Are you suggesting that when they needed to develop education for appraisers, the GSEs should have sought out an entity other than an appraiser education provider?
Who would you have suggested?
No one is arguing that the GSEs shouldn’t have worked with education providers. The problem isn’t
that they worked with one—it’s who they chose, how the content is controlled, and what it signals about centralized influence over the profession.
There are hundreds of experienced appraisal educators, including those with a deep background in valuation theory, market modeling, and regulatory compliance. But instead of choosing a neutral, well-established source grounded in analytical rigor, they handed the mic to Aloft—a tech startup known more for automation, fast turnarounds, and software promotion than for actual valuation depth.
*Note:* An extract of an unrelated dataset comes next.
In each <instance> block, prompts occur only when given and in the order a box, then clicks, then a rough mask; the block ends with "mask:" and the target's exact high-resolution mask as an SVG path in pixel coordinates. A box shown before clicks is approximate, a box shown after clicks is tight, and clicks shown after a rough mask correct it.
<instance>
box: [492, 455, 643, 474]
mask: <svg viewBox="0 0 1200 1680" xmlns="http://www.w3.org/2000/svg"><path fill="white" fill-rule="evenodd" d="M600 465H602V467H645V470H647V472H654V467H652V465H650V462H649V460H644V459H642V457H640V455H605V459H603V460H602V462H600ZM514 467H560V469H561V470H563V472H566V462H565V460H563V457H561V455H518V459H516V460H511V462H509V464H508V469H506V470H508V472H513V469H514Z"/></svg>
Would I have preferred they work with a broader panel of independent educators, university researchers, or seasoned appraisers with no commercial interest in GSE policy outcomes? Absolutely.
But more importantly—why is the content uniform, GSE-authored, and required for all CE providers to deliver it exactly as written? That’s not collaboration. That’s top-down narrative control. And now with someone like Heather Sullivan, who wasn’t known for technical appraisal expertise, in a position at Fannie Mae, it’s hard not to see this for what it is: an echo chamber masquerading as education.
The concern isn’t about who
could have been chosen. It’s about the kind of messaging the GSEs want repeated—and who’s willing to repeat it.